Et parce que les deux types de neurones sont localisés dans différentes parties du corps du ver, le ver peut détecter la source sonore en fonction de laquelle les neurones sont activés. Ce sens peut aider les vers à détecter et à échapper à leurs prédateurs, dont beaucoup génèrent des sons audibles lors de la chasse.
La recherche soulève la possibilité que d’autres animaux sans oreilles avec un corps mou comme le ver rond C. elegans, tels que les vers plats, les vers de terre et les mollusques, puissent également détecter le son.
“Notre étude montre que nous ne pouvons pas simplement supposer que les organismes dépourvus d’oreilles ne peuvent pas détecter le son”, a déclaré Xu, qui est également professeur de physiologie moléculaire et intégrative à la faculté de médecine de l’UM.
Bien que le sens auditif des vers présente certaines similitudes avec le fonctionnement du système auditif chez les vertébrés, cette nouvelle recherche révèle des différences importantes par rapport à la façon dont les vertébrés ou les arthropodes perçoivent le son.
“Sur la base de ces différences, qui existent jusqu’au niveau moléculaire, nous pensons que le sens de l’ouïe a probablement évolué indépendamment, plusieurs fois à travers différents phylums animaux”, a déclaré Xu. « Nous savions que l’audition est très différente entre les vertébrés et les arthropodes.
« Maintenant, avec C. elegans, nous avons trouvé une autre voie différente pour cette fonction sensorielle, indiquant une évolution convergente.

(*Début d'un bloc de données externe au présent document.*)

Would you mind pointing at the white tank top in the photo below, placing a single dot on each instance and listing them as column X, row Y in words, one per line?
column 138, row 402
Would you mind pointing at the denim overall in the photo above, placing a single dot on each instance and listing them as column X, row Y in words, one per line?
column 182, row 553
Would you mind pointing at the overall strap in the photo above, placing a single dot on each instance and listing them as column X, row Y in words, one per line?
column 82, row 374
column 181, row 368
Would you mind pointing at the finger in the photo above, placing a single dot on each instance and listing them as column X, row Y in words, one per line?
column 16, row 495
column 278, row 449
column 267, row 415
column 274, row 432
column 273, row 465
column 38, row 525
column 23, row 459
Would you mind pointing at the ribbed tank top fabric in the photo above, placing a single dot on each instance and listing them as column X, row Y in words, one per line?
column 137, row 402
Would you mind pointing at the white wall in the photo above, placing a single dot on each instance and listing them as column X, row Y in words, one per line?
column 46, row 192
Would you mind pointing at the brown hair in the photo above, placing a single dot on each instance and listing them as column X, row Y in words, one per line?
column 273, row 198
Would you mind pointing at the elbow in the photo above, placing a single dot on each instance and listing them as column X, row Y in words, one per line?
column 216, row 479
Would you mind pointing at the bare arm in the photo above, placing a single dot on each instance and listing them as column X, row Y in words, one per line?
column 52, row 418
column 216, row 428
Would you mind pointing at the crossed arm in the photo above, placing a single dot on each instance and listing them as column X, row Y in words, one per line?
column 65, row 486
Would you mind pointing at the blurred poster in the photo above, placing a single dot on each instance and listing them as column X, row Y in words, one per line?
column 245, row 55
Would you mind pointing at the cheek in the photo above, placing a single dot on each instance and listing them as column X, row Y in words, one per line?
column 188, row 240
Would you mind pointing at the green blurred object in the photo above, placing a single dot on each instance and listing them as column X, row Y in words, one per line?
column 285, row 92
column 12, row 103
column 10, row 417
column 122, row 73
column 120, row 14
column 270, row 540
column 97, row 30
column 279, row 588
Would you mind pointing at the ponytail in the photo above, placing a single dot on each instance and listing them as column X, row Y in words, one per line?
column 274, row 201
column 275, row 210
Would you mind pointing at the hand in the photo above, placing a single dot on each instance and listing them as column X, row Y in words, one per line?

Cela contraste fortement avec l’évolution de la vision, qui, comme l’a proposé Charles Darwin, s’est produite assez tôt et probablement une seule fois avec un ancêtre commun.

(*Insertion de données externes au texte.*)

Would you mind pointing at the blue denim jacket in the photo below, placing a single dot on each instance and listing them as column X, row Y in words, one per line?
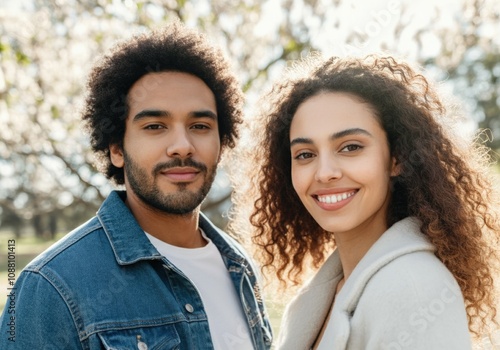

Maintenant que tous les sens principaux ont été observés chez C. elegans, Xu et ses collègues prévoient d’approfondir les mécanismes génétiques et la neurobiologie qui entraînent ces sensations.
“Cela ouvre un tout nouveau domaine pour étudier la sensation auditive et la mécanosensation dans son ensemble”, a-t-il déclaré. “Avec ce nouvel ajout de sensation auditive, nous avons maintenant pleinement établi que tous les sens primaires se trouvent chez C. elegans, ce qui en fait un système modèle exceptionnel pour l’étude de la biologie sensorielle.”

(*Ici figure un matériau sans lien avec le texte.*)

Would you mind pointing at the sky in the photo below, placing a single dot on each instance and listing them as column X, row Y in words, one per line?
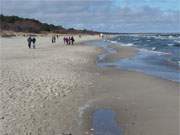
column 101, row 15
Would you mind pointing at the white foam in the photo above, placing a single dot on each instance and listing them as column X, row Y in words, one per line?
column 114, row 42
column 129, row 44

Référence : « Le nématode C. elegans sens les sons aériens » par Adam J. Iliff, Can Wang, Elizabeth A. Ronan, Alison E. Hake, Yuling Guo, Xia Li, Xinxing Zhang, Maohua Zheng, Jianfeng Liu, Karl Grosh, R. Keith Duncan et XZ Shawn Xu, 22 septembre 2021, Neurone.
DOI : 10.1016/j.neuron.2021.08.035
Les auteurs de l’étude sont : Adam Iliff, Can Wang, Elizabeth Ronan, Alison Hake, Yuling Guo, Xia Li, Xinxing Zhang, Maohua Zheng, Karl Grosh, R. Keith Duncan et XZ Shawn Xu de l’UM ; et Jianfeng Liu de l’Université Huazhong de Science et technologie, Chine.